BAD, WILL CAUSE CRASHES

LoopRowNode *lrn;
int idx, numVals;
DataValueNode *dvn;

...For this example, assume lrn is
      already set to something valid...

numVals = lrn->size();
for( idx = 0 ; idx < numVals ; idx++ )
{
    dvn = (*lrn)[idx];
    ValCache::flushValCache();
    cout << "val " << idx << 
        " is " << dvn->myValue();
    ...perhaps do other things with dvn as well...
}
	    

OKAY

LoopRowNode *lrn;
int idx, numVals;
DataValueNode *dvn;

...For this example, assume lrn is
      already set to something valid...

numVals = lrn->size();
for( idx = 0 ; idx < numVals ; idx++ )
{
    dvn = (*lrn)[idx];
    ...perhaps do other things with dvn as well...
    ValCache::flushValCache();
    cout << "val " << idx << 
        " is " << (*lrn)[idx]->myValue();
	// NOTE THE DIFFERENCE BETWEEN THIS AND THE
	// BAD EXAMPLE ABOVE.  Here, the dvn pointer
	// is not being used after the flush.  Instead,
	// a new pointer is being generated with the
	// syntax: (*lrn)[idx]
}
	    

In general, memory size usage vs CPU usage is a tradeoff. If you flush too often, then you are wasting too much CPU time, but if you flush not often enough, then your program might end up using entirely too much memory on larger files. As a general rule of thumb, it's a good idea to flush at the bottom of major code loops, especially if you know the code loop will be iterating over a column in a very large STAR loop.

Loop Flushing

There also exists a flushValCache() at the LoopTableNode level.
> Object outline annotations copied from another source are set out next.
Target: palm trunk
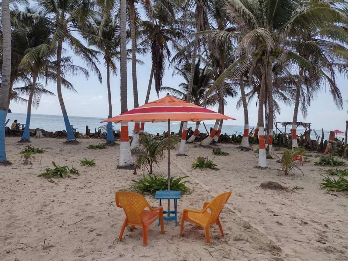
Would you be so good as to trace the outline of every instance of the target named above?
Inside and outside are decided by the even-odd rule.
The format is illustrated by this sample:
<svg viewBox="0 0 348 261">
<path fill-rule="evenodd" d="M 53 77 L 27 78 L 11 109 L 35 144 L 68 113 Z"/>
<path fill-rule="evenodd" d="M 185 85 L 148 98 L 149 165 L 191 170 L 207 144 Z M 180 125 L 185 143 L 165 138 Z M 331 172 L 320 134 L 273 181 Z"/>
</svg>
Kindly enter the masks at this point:
<svg viewBox="0 0 348 261">
<path fill-rule="evenodd" d="M 190 137 L 187 140 L 187 142 L 190 143 L 190 142 L 193 142 L 195 141 L 196 137 L 197 136 L 197 135 L 198 134 L 198 128 L 199 126 L 199 122 L 196 121 L 196 126 L 195 129 L 195 131 L 193 132 L 193 134 L 192 134 L 192 136 Z"/>
<path fill-rule="evenodd" d="M 198 14 L 198 19 L 196 27 L 196 32 L 198 32 L 200 31 L 200 22 L 201 14 L 199 12 Z M 190 72 L 190 80 L 189 81 L 189 86 L 187 89 L 187 94 L 186 95 L 186 101 L 188 101 L 191 96 L 192 92 L 192 86 L 193 83 L 193 76 L 195 74 L 195 67 L 196 66 L 196 56 L 197 56 L 197 49 L 199 36 L 196 35 L 195 38 L 195 43 L 193 44 L 193 49 L 192 53 L 192 61 L 191 61 L 191 68 Z M 182 133 L 181 134 L 181 141 L 180 143 L 179 151 L 176 154 L 178 156 L 186 155 L 185 153 L 185 145 L 186 142 L 186 132 L 187 131 L 187 122 L 185 121 L 183 124 Z"/>
<path fill-rule="evenodd" d="M 240 143 L 240 147 L 249 148 L 249 116 L 248 114 L 248 104 L 246 103 L 246 97 L 244 89 L 244 80 L 243 76 L 241 75 L 239 77 L 239 86 L 244 111 L 244 133 L 243 134 L 243 139 Z"/>
<path fill-rule="evenodd" d="M 133 83 L 133 98 L 134 101 L 134 108 L 137 108 L 139 107 L 139 101 L 138 99 L 138 86 L 136 81 L 136 58 L 135 53 L 136 48 L 136 38 L 135 37 L 135 24 L 134 23 L 134 0 L 129 0 L 129 21 L 130 22 L 130 38 L 132 39 L 132 81 Z M 135 122 L 133 139 L 130 145 L 131 149 L 139 147 L 138 132 L 140 130 L 140 126 L 139 122 Z"/>
<path fill-rule="evenodd" d="M 267 139 L 266 144 L 268 147 L 267 153 L 270 153 L 272 151 L 272 145 L 273 141 L 273 122 L 274 115 L 273 112 L 273 102 L 272 97 L 270 97 L 268 100 L 268 124 L 267 127 Z"/>
<path fill-rule="evenodd" d="M 126 0 L 120 0 L 120 74 L 121 113 L 128 110 L 127 106 L 127 46 L 126 34 L 127 30 Z M 118 168 L 132 167 L 134 163 L 132 158 L 128 134 L 128 123 L 121 125 L 121 142 L 120 155 Z"/>
<path fill-rule="evenodd" d="M 223 98 L 221 96 L 221 99 L 222 101 L 221 104 L 221 111 L 220 112 L 220 113 L 221 114 L 223 114 L 224 111 L 224 109 Z M 219 127 L 217 128 L 217 131 L 216 132 L 216 133 L 215 134 L 215 136 L 213 138 L 213 139 L 215 142 L 217 142 L 217 141 L 219 140 L 219 137 L 220 136 L 220 134 L 221 133 L 221 129 L 222 128 L 222 123 L 223 122 L 223 120 L 220 120 L 220 122 L 219 124 Z"/>
<path fill-rule="evenodd" d="M 35 92 L 35 87 L 36 85 L 36 81 L 37 77 L 36 74 L 32 74 L 33 83 L 31 85 L 31 88 L 30 89 L 30 93 L 29 95 L 29 98 L 28 99 L 28 109 L 26 112 L 26 121 L 25 121 L 25 128 L 24 129 L 23 135 L 22 135 L 22 141 L 24 141 L 30 140 L 30 134 L 29 127 L 30 125 L 30 115 L 31 114 L 31 106 L 33 103 L 33 97 Z"/>
<path fill-rule="evenodd" d="M 145 102 L 144 104 L 146 104 L 149 102 L 149 98 L 150 96 L 150 92 L 151 91 L 151 85 L 152 85 L 152 78 L 153 77 L 153 68 L 155 65 L 152 63 L 152 66 L 151 68 L 151 72 L 150 73 L 150 78 L 149 80 L 149 85 L 148 86 L 148 91 L 146 93 L 146 97 L 145 98 Z M 140 127 L 140 131 L 144 131 L 144 127 L 145 123 L 144 122 L 141 122 L 141 126 Z"/>
<path fill-rule="evenodd" d="M 299 70 L 299 79 L 298 86 L 296 89 L 296 96 L 295 98 L 295 106 L 294 108 L 294 117 L 292 118 L 292 130 L 291 134 L 292 134 L 292 149 L 298 147 L 297 134 L 296 133 L 296 129 L 297 128 L 297 116 L 298 114 L 299 106 L 300 105 L 300 88 L 301 86 L 301 79 L 303 70 L 300 69 Z"/>
<path fill-rule="evenodd" d="M 66 113 L 64 101 L 62 95 L 62 87 L 61 85 L 61 59 L 62 58 L 62 42 L 60 41 L 58 43 L 57 49 L 57 60 L 58 61 L 58 66 L 57 68 L 57 94 L 58 96 L 58 100 L 59 100 L 59 103 L 61 105 L 62 113 L 63 113 L 63 118 L 64 119 L 64 123 L 66 129 L 66 140 L 68 141 L 75 141 L 76 139 L 72 132 L 72 130 L 71 129 L 71 126 L 70 125 L 68 114 Z"/>
<path fill-rule="evenodd" d="M 267 60 L 266 60 L 267 61 Z M 261 80 L 261 88 L 259 97 L 259 167 L 267 167 L 266 161 L 266 147 L 264 143 L 264 129 L 263 127 L 263 104 L 264 102 L 265 91 L 267 70 L 267 64 L 263 65 L 262 68 L 262 79 Z"/>
<path fill-rule="evenodd" d="M 8 0 L 2 0 L 2 78 L 0 95 L 0 162 L 7 161 L 5 150 L 5 122 L 11 77 L 11 25 Z"/>
<path fill-rule="evenodd" d="M 111 88 L 110 88 L 110 62 L 108 58 L 105 59 L 106 62 L 106 85 L 108 87 L 108 100 L 109 102 L 109 114 L 108 118 L 112 117 L 112 104 L 111 102 Z M 112 122 L 108 122 L 108 129 L 106 130 L 106 142 L 113 142 L 115 141 L 112 132 Z"/>
<path fill-rule="evenodd" d="M 220 99 L 221 100 L 221 99 Z M 217 112 L 221 113 L 221 101 L 220 100 L 219 103 L 219 109 L 217 110 Z M 215 134 L 216 134 L 216 132 L 217 131 L 217 129 L 219 128 L 219 123 L 220 121 L 219 120 L 216 120 L 215 121 L 215 124 L 214 124 L 214 127 L 213 128 L 213 130 L 210 132 L 209 136 L 205 139 L 200 142 L 200 144 L 202 146 L 208 146 L 210 144 L 213 140 Z"/>
</svg>

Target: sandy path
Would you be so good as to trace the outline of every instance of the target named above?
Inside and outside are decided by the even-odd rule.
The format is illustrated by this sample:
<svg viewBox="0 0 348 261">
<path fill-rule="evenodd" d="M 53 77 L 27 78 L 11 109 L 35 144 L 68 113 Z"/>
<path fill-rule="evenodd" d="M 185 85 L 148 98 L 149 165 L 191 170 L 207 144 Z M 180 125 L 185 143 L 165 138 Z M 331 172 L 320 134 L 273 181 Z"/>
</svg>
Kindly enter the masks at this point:
<svg viewBox="0 0 348 261">
<path fill-rule="evenodd" d="M 189 146 L 190 155 L 213 158 L 211 149 Z M 320 168 L 329 168 L 314 166 L 318 158 L 309 157 L 311 162 L 301 167 L 304 176 L 296 170 L 294 175 L 285 176 L 277 170 L 280 165 L 275 160 L 268 160 L 269 168 L 260 169 L 254 167 L 257 154 L 240 151 L 236 145 L 219 146 L 230 155 L 215 157 L 219 170 L 191 169 L 191 156 L 175 159 L 176 166 L 213 195 L 232 190 L 235 196 L 230 202 L 236 213 L 271 239 L 292 260 L 348 260 L 348 196 L 319 189 L 320 174 L 325 174 Z M 259 187 L 268 181 L 290 189 Z M 291 189 L 296 185 L 304 189 Z"/>
<path fill-rule="evenodd" d="M 173 165 L 173 175 L 183 175 L 181 168 L 184 172 L 190 172 L 195 180 L 199 179 L 199 182 L 190 184 L 191 193 L 184 195 L 178 201 L 179 224 L 183 208 L 200 208 L 203 202 L 212 199 L 218 192 L 230 189 L 233 191 L 228 203 L 235 210 L 232 212 L 229 207 L 225 207 L 220 216 L 224 237 L 221 237 L 217 226 L 213 226 L 211 230 L 212 243 L 207 244 L 203 230 L 197 227 L 186 223 L 184 236 L 181 237 L 180 224 L 175 227 L 173 222 L 165 222 L 165 232 L 161 235 L 155 223 L 149 230 L 148 245 L 144 247 L 140 228 L 131 232 L 128 228 L 122 240 L 117 239 L 125 215 L 115 205 L 114 192 L 129 189 L 131 180 L 140 177 L 141 172 L 138 172 L 137 176 L 132 171 L 116 168 L 118 147 L 93 150 L 86 147 L 97 144 L 101 140 L 84 139 L 80 140 L 78 145 L 66 145 L 63 144 L 63 140 L 33 138 L 32 145 L 47 151 L 37 155 L 33 165 L 26 166 L 22 164 L 20 156 L 16 154 L 23 147 L 16 143 L 19 139 L 6 138 L 8 159 L 13 165 L 0 167 L 1 260 L 291 259 L 277 245 L 282 246 L 279 242 L 273 243 L 269 237 L 245 221 L 247 212 L 253 214 L 258 211 L 256 208 L 252 211 L 250 209 L 250 205 L 254 204 L 251 193 L 250 198 L 247 198 L 242 189 L 237 191 L 236 186 L 231 185 L 236 183 L 237 178 L 231 179 L 230 170 L 237 167 L 237 162 L 230 161 L 230 166 L 226 166 L 224 171 L 222 168 L 220 173 L 211 172 L 210 177 L 206 179 L 208 172 L 191 172 L 190 158 L 174 157 L 176 163 Z M 198 153 L 197 149 L 191 148 L 192 146 L 189 149 L 189 153 Z M 206 150 L 207 153 L 209 151 Z M 85 157 L 96 159 L 96 168 L 78 166 L 79 160 Z M 74 166 L 80 171 L 80 176 L 74 179 L 55 180 L 56 184 L 37 177 L 46 167 L 52 166 L 52 161 L 69 166 L 74 161 Z M 180 168 L 176 167 L 176 164 L 180 165 Z M 166 166 L 165 160 L 155 171 L 166 173 Z M 206 176 L 202 176 L 203 173 Z M 240 178 L 248 182 L 244 175 Z M 220 184 L 224 183 L 222 182 L 224 180 L 226 182 L 222 187 Z M 244 186 L 243 190 L 247 190 L 248 186 L 244 183 L 242 185 Z M 252 187 L 256 185 L 254 184 Z M 211 188 L 212 194 L 205 187 Z M 263 191 L 261 192 L 268 193 Z M 240 197 L 239 193 L 245 197 Z M 337 200 L 336 197 L 330 197 Z M 152 196 L 146 197 L 152 206 L 158 205 L 158 201 Z M 340 196 L 338 199 L 340 198 Z M 240 203 L 243 201 L 245 205 L 241 207 Z M 237 209 L 241 212 L 238 215 L 237 211 L 239 211 Z M 251 217 L 250 223 L 257 223 L 261 217 L 255 220 Z M 267 223 L 267 219 L 263 222 Z M 261 226 L 268 230 L 267 224 Z"/>
</svg>

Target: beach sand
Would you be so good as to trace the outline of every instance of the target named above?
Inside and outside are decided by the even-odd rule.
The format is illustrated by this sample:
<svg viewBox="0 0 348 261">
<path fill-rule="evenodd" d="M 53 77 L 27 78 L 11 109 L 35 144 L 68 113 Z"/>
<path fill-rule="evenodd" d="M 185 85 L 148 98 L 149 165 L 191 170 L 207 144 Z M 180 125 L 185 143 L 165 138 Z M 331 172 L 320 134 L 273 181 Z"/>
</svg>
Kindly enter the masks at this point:
<svg viewBox="0 0 348 261">
<path fill-rule="evenodd" d="M 63 139 L 33 137 L 31 145 L 47 152 L 24 166 L 17 154 L 24 146 L 17 143 L 19 139 L 6 138 L 13 165 L 0 167 L 0 260 L 348 260 L 348 196 L 320 190 L 320 174 L 329 168 L 314 166 L 318 158 L 309 157 L 300 167 L 304 175 L 296 169 L 285 176 L 275 160 L 267 160 L 268 169 L 255 167 L 258 154 L 236 145 L 217 144 L 230 155 L 215 157 L 211 148 L 197 144 L 187 145 L 187 157 L 172 150 L 172 174 L 189 176 L 190 193 L 178 200 L 177 226 L 166 221 L 161 234 L 155 222 L 143 247 L 140 228 L 131 232 L 127 227 L 122 240 L 118 239 L 125 215 L 116 206 L 115 192 L 130 189 L 132 180 L 142 174 L 116 168 L 118 146 L 95 150 L 86 147 L 104 140 L 80 139 L 67 145 Z M 281 157 L 280 152 L 273 154 Z M 190 168 L 194 158 L 207 156 L 218 170 Z M 79 166 L 84 158 L 96 159 L 95 168 Z M 156 174 L 166 175 L 167 159 L 155 168 Z M 54 179 L 56 183 L 37 177 L 52 161 L 69 166 L 73 161 L 81 175 Z M 288 189 L 260 187 L 268 181 Z M 292 189 L 295 186 L 304 189 Z M 232 194 L 220 215 L 224 237 L 214 225 L 212 243 L 206 244 L 203 229 L 187 222 L 180 236 L 184 208 L 200 209 L 204 201 L 228 190 Z M 158 206 L 153 196 L 145 197 Z"/>
</svg>

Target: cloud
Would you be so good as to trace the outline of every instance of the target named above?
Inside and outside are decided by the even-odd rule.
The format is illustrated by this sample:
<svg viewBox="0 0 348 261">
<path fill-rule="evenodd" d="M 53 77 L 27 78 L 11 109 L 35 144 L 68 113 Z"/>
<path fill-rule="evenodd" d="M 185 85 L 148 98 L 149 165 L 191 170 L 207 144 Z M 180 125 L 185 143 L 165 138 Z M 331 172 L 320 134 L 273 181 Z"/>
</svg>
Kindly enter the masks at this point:
<svg viewBox="0 0 348 261">
<path fill-rule="evenodd" d="M 100 95 L 98 96 L 93 96 L 93 98 L 92 98 L 92 101 L 96 101 L 99 100 L 101 100 L 103 98 L 103 95 Z"/>
</svg>

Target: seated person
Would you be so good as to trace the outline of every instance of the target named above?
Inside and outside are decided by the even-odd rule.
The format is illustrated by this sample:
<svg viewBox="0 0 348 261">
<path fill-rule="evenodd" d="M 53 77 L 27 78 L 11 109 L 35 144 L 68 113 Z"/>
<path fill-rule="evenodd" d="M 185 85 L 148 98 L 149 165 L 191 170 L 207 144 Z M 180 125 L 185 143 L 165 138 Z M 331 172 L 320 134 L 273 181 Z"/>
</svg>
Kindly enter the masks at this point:
<svg viewBox="0 0 348 261">
<path fill-rule="evenodd" d="M 18 121 L 17 120 L 15 120 L 14 121 L 12 122 L 12 124 L 11 125 L 11 129 L 16 130 L 19 130 L 19 127 L 17 125 L 17 121 Z"/>
</svg>

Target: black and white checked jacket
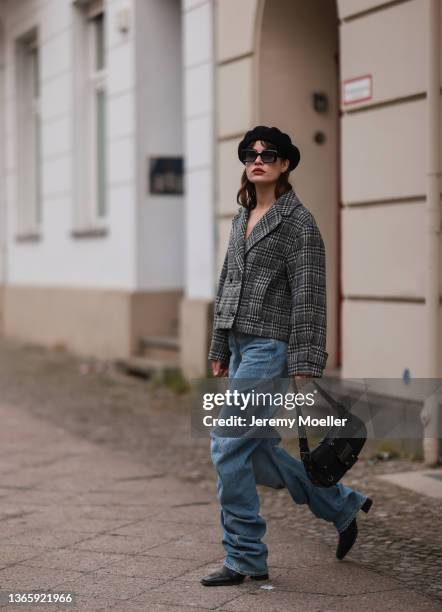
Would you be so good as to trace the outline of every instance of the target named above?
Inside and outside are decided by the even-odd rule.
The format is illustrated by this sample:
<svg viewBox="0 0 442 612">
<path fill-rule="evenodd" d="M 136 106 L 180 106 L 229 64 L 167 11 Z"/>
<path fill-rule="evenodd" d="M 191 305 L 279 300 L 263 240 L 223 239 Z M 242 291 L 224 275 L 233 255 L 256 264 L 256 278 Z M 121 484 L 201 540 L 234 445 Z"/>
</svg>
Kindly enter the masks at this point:
<svg viewBox="0 0 442 612">
<path fill-rule="evenodd" d="M 288 341 L 289 375 L 322 376 L 327 362 L 325 248 L 312 213 L 293 190 L 244 240 L 249 211 L 232 219 L 214 305 L 210 360 L 228 364 L 232 326 Z"/>
</svg>

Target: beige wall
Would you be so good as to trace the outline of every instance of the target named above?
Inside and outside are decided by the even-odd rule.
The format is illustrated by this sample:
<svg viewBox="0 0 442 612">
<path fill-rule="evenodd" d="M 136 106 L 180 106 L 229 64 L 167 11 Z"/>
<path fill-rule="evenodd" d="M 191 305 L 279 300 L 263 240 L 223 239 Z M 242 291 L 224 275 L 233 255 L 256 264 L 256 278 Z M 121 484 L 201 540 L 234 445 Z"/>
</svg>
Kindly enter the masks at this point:
<svg viewBox="0 0 442 612">
<path fill-rule="evenodd" d="M 327 367 L 337 365 L 338 342 L 338 31 L 334 0 L 267 0 L 259 47 L 259 122 L 288 132 L 301 151 L 290 175 L 314 215 L 327 256 Z M 313 92 L 328 96 L 318 113 Z M 325 143 L 314 141 L 323 132 Z"/>
<path fill-rule="evenodd" d="M 340 27 L 342 80 L 373 78 L 342 105 L 342 375 L 425 376 L 427 3 L 339 4 L 376 8 Z"/>
<path fill-rule="evenodd" d="M 328 366 L 340 316 L 344 377 L 401 377 L 407 367 L 424 376 L 427 3 L 323 0 L 315 10 L 312 4 L 217 3 L 218 266 L 236 211 L 238 140 L 252 125 L 276 124 L 300 146 L 295 190 L 326 242 L 328 301 L 335 308 Z M 331 53 L 336 35 L 339 84 Z M 372 99 L 344 105 L 343 81 L 366 74 Z M 314 90 L 329 94 L 328 115 L 313 112 Z M 322 147 L 312 141 L 319 129 L 328 137 Z"/>
</svg>

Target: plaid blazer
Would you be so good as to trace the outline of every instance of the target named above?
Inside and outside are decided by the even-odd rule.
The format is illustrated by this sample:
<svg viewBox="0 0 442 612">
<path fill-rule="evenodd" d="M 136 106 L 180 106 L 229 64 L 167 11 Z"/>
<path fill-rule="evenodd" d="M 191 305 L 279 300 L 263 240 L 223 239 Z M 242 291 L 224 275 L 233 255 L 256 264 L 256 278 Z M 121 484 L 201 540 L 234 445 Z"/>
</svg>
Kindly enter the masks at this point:
<svg viewBox="0 0 442 612">
<path fill-rule="evenodd" d="M 326 346 L 325 248 L 312 213 L 293 190 L 245 240 L 249 211 L 232 219 L 215 298 L 210 360 L 229 363 L 235 329 L 288 342 L 289 375 L 322 376 Z"/>
</svg>

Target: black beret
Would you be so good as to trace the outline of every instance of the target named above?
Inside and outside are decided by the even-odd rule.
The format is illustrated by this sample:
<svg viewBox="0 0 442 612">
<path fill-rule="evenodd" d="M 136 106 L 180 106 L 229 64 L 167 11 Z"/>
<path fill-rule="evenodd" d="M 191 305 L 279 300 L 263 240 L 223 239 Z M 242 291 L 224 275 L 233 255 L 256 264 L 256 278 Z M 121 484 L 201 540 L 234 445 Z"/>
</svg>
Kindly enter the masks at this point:
<svg viewBox="0 0 442 612">
<path fill-rule="evenodd" d="M 246 149 L 252 142 L 256 140 L 265 140 L 271 142 L 278 150 L 282 157 L 288 159 L 289 169 L 294 170 L 299 164 L 301 153 L 296 145 L 294 145 L 288 134 L 281 132 L 276 127 L 267 127 L 266 125 L 257 125 L 253 130 L 246 132 L 244 138 L 238 145 L 238 158 L 241 160 L 241 151 Z"/>
</svg>

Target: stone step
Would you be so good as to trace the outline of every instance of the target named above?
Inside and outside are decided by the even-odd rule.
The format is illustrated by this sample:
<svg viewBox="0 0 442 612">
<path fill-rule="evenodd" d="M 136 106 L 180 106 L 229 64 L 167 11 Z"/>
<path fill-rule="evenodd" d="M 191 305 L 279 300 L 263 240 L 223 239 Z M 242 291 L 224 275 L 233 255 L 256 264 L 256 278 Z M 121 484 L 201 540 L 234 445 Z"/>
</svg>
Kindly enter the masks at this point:
<svg viewBox="0 0 442 612">
<path fill-rule="evenodd" d="M 178 358 L 169 355 L 169 359 L 155 359 L 144 355 L 136 355 L 126 359 L 117 359 L 115 366 L 125 374 L 151 378 L 153 375 L 178 373 L 180 371 Z"/>
</svg>

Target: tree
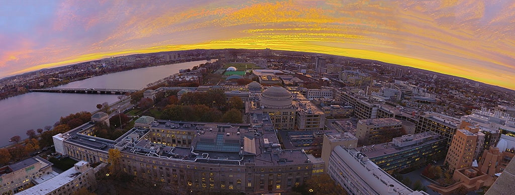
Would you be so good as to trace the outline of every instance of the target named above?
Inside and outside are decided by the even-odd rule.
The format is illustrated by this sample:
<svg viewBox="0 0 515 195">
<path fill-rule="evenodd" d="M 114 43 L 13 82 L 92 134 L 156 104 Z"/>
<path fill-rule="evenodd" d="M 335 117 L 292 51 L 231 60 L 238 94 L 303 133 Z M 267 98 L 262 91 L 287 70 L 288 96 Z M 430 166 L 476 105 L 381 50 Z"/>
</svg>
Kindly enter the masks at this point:
<svg viewBox="0 0 515 195">
<path fill-rule="evenodd" d="M 411 181 L 408 177 L 406 177 L 404 180 L 402 180 L 402 183 L 408 186 L 408 188 L 411 186 Z"/>
<path fill-rule="evenodd" d="M 239 97 L 234 96 L 229 100 L 229 107 L 231 109 L 237 110 L 243 109 L 243 101 Z"/>
<path fill-rule="evenodd" d="M 15 142 L 16 144 L 18 144 L 18 142 L 20 141 L 20 140 L 22 138 L 20 137 L 19 135 L 16 135 L 12 137 L 11 137 L 11 140 Z"/>
<path fill-rule="evenodd" d="M 127 115 L 124 113 L 119 113 L 111 117 L 109 119 L 109 125 L 112 127 L 117 128 L 120 127 L 120 121 L 122 121 L 122 125 L 123 126 L 127 124 L 130 118 Z"/>
<path fill-rule="evenodd" d="M 143 109 L 148 109 L 152 107 L 154 104 L 154 101 L 150 98 L 143 98 L 140 101 L 139 106 Z"/>
<path fill-rule="evenodd" d="M 177 96 L 173 95 L 168 96 L 168 104 L 177 104 L 177 103 L 179 103 L 179 99 L 177 98 Z"/>
<path fill-rule="evenodd" d="M 135 93 L 133 93 L 130 95 L 130 102 L 133 104 L 135 104 L 138 102 L 140 102 L 140 100 L 143 98 L 143 91 L 139 91 Z"/>
<path fill-rule="evenodd" d="M 221 121 L 223 122 L 242 123 L 243 120 L 242 118 L 242 112 L 236 109 L 231 109 L 226 112 L 222 116 Z"/>
<path fill-rule="evenodd" d="M 32 139 L 36 137 L 36 132 L 34 131 L 33 129 L 27 130 L 27 132 L 25 134 L 27 134 L 27 136 L 29 136 L 29 138 Z"/>
<path fill-rule="evenodd" d="M 5 165 L 11 161 L 11 154 L 7 149 L 0 149 L 0 165 Z"/>
<path fill-rule="evenodd" d="M 90 192 L 88 190 L 88 188 L 82 188 L 75 193 L 75 195 L 97 195 L 96 193 Z"/>
<path fill-rule="evenodd" d="M 331 179 L 327 174 L 313 175 L 304 184 L 295 188 L 294 191 L 302 194 L 346 195 L 347 192 Z"/>
<path fill-rule="evenodd" d="M 110 149 L 108 152 L 109 155 L 109 162 L 111 164 L 109 166 L 109 172 L 116 175 L 121 171 L 120 157 L 122 156 L 122 154 L 118 149 Z"/>
<path fill-rule="evenodd" d="M 252 82 L 252 80 L 249 79 L 239 79 L 236 81 L 236 82 L 240 85 L 247 85 Z"/>
</svg>

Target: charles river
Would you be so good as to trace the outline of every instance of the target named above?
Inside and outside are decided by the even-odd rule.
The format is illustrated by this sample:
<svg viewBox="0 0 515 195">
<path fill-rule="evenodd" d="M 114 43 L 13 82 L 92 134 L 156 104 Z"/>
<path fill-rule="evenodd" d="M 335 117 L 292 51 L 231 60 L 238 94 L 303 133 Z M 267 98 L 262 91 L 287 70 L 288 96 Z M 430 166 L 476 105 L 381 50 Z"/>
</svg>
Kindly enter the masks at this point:
<svg viewBox="0 0 515 195">
<path fill-rule="evenodd" d="M 135 69 L 90 78 L 55 88 L 140 90 L 147 84 L 204 63 L 197 61 Z M 31 92 L 0 100 L 0 146 L 9 144 L 15 135 L 28 136 L 27 130 L 53 126 L 61 116 L 80 111 L 92 112 L 96 104 L 118 100 L 118 95 Z"/>
</svg>

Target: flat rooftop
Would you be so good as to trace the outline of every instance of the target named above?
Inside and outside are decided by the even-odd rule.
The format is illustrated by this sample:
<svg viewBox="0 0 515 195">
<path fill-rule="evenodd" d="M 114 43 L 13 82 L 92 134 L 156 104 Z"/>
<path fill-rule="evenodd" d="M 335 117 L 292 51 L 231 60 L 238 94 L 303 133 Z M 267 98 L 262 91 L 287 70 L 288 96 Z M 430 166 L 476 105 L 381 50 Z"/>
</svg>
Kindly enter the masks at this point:
<svg viewBox="0 0 515 195">
<path fill-rule="evenodd" d="M 20 194 L 45 195 L 66 185 L 80 175 L 80 172 L 75 170 L 75 167 L 72 167 L 52 179 L 22 191 Z"/>
</svg>

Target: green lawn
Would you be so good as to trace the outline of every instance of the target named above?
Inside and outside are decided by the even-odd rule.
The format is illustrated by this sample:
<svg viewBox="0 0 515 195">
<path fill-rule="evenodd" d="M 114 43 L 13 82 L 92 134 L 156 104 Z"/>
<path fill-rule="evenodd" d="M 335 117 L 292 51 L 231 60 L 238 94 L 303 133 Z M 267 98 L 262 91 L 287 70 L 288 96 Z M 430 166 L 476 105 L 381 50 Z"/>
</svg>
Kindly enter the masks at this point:
<svg viewBox="0 0 515 195">
<path fill-rule="evenodd" d="M 134 109 L 125 113 L 125 114 L 131 116 L 136 116 L 138 114 L 140 114 L 140 112 L 141 112 L 141 110 Z"/>
<path fill-rule="evenodd" d="M 153 108 L 147 112 L 145 112 L 143 115 L 145 116 L 150 116 L 156 118 L 156 119 L 160 119 L 161 111 L 158 110 L 157 108 Z"/>
<path fill-rule="evenodd" d="M 48 159 L 48 161 L 53 163 L 54 166 L 61 169 L 63 171 L 73 167 L 73 165 L 78 162 L 69 157 L 61 158 L 60 160 L 54 157 L 51 157 Z"/>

You may use this to flush just the values in that one loop, rather than all the ones that exist in the entire program.

Why all this work?

It might seem like the library is offloading work onto you, the application programmer, that really belongs in the library. This I can sympathize with. However, this is caused by a limitation in the C++ language, and I haven't thought of a way to get around it. C++ pointers and references do not notify the library when they go out of scope. C++ does not do native garbage collection. Becasue of this, the library can't tell when you are done using a pointer or reference it has handed to you. This is why you need to call the flush routine yourself. When you call flushValCache, you are essentially telling the library, "I am now done with all those DataValueNode pointers I was holding on to. You may act as if they just went out of scope and I won't be using them again."

HOW TO LINK

Simple. Just alter your makefile's -I and -L statements to link to a starlib2 directory instead of starlib, and check out starlib2 to a directory at a peer level to where you checked out starlib. Remember to make sure you do a make clean first, so you don't get object mismatches during linking.